Antenatal Bartter Syndrome
A phenotypic variant of Bartter syndrome presenting antenatally with maternal polyhydramnios, pre-term delivery and postnatally with polyuria, and nephrocalcinosis. Hypokalemic alkalosis, increased levels of plasma renin and aldosterone, low blood pressure and vascular resistance to angiotensin II are characteristically associated. Genotypically they comprise Type 1 and Type 2 Bartter syndrome
Epidemiology
Prevalence of antenatal Bartter syndrome is not exactly known but it comprises about half the cases of Bartter syndrome.
Clinical description
Typically, antenatal Bartter syndrome manifests prenatally with maternal polyhydramnios (due to fetal polyuria) usually evident by the end of second trimester, often leading to preterm labour and prematurity. Newborns present with life-threatening polyuria, isosthenuria/hyposthenuria, hyperprostaglandinuria, hypercalciuria and hypokalemic alkalosis.
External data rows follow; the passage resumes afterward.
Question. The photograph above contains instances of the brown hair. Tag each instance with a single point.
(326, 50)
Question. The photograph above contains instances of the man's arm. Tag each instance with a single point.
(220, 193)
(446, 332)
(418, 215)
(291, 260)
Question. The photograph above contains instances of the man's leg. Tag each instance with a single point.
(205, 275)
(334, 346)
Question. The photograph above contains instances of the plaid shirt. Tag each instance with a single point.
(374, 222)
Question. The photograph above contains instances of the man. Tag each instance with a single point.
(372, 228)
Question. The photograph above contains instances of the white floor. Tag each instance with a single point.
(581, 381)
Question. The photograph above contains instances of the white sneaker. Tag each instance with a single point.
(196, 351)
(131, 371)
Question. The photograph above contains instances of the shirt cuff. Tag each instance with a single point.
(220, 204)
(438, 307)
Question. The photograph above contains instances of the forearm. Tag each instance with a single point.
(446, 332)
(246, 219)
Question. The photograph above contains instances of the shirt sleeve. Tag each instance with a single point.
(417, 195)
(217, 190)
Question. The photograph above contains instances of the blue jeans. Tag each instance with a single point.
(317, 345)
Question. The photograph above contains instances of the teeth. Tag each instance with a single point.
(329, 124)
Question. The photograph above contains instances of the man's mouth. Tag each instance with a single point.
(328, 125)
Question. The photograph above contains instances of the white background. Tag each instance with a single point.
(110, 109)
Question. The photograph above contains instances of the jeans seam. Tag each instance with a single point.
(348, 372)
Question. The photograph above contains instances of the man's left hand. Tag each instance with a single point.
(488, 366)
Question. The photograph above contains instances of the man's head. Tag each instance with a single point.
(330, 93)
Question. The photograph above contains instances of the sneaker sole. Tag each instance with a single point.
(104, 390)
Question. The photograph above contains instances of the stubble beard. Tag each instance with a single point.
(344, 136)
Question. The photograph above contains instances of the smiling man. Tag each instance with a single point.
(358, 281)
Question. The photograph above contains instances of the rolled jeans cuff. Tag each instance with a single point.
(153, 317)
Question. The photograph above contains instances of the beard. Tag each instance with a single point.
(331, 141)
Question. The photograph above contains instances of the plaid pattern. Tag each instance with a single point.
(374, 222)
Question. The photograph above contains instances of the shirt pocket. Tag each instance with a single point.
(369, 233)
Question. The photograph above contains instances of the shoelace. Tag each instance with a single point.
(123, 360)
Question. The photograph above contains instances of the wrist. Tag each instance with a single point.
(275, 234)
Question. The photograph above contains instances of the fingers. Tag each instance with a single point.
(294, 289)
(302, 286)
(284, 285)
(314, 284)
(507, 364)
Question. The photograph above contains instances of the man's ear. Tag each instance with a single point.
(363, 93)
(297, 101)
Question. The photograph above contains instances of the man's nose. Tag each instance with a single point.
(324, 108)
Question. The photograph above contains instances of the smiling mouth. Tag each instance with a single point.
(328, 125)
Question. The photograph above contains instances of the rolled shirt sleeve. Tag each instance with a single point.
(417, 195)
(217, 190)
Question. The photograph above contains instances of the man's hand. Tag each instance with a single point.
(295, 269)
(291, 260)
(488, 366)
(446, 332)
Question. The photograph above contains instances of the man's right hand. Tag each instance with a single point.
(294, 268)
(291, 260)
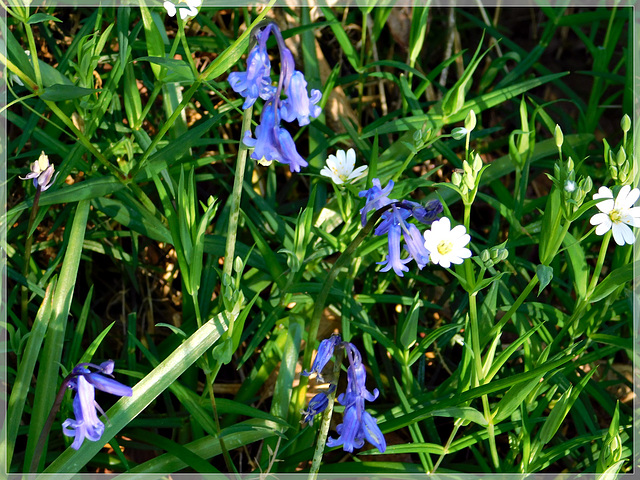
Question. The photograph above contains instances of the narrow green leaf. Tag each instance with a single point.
(545, 275)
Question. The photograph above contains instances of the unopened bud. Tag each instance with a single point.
(459, 133)
(570, 186)
(470, 121)
(625, 123)
(558, 136)
(467, 168)
(477, 163)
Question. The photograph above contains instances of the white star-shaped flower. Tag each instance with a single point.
(447, 245)
(340, 167)
(617, 215)
(191, 11)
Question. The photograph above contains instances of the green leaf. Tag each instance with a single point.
(545, 275)
(179, 70)
(58, 92)
(620, 276)
(464, 413)
(147, 389)
(173, 328)
(41, 17)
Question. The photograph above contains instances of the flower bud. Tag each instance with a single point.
(470, 121)
(459, 133)
(625, 123)
(558, 136)
(477, 163)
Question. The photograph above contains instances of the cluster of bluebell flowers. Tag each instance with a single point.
(395, 224)
(273, 142)
(357, 425)
(84, 379)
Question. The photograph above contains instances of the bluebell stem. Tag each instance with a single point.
(273, 142)
(357, 424)
(84, 381)
(395, 225)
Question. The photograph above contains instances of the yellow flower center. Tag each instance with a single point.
(445, 247)
(615, 216)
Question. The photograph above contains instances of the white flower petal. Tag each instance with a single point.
(170, 8)
(605, 206)
(603, 192)
(599, 218)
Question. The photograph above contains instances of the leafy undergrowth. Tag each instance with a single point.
(157, 235)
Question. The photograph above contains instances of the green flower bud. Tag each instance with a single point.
(467, 168)
(470, 121)
(477, 163)
(625, 123)
(558, 136)
(470, 181)
(459, 133)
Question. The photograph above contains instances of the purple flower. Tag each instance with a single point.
(298, 104)
(393, 259)
(273, 142)
(84, 381)
(256, 81)
(325, 352)
(41, 173)
(318, 404)
(376, 198)
(357, 424)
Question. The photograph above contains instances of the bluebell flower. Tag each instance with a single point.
(395, 225)
(273, 142)
(357, 424)
(41, 173)
(84, 381)
(317, 404)
(393, 260)
(298, 105)
(376, 198)
(325, 352)
(256, 81)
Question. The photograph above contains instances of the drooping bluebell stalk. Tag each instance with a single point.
(357, 425)
(395, 225)
(272, 142)
(86, 424)
(84, 381)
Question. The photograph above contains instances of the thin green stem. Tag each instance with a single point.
(34, 53)
(326, 420)
(186, 98)
(599, 264)
(27, 256)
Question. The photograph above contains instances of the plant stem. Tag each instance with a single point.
(326, 419)
(27, 256)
Virtually all patients develop medullary nephrocalcinosis within the first few weeks of life. Patients with type 2 genotype present with a transient hyperkalemic acidosis in the neonatal period; they later manifest with a less severe hypokalemic alkalosis.
Etiology
Type 1 Bartter syndrome is caused by mutations in the SLC12A1 (15q15-q21) encoding sodium-potassium-chloride co-transporter protein, NKCC2 whereas Type 2 Bartter syndrome is caused by mutations in KCNJ1 (11q24) encoding renal outer medullary potassium channel, ROMK.
Genetic counseling
The disease is transmitted in an autosomal recessive manner.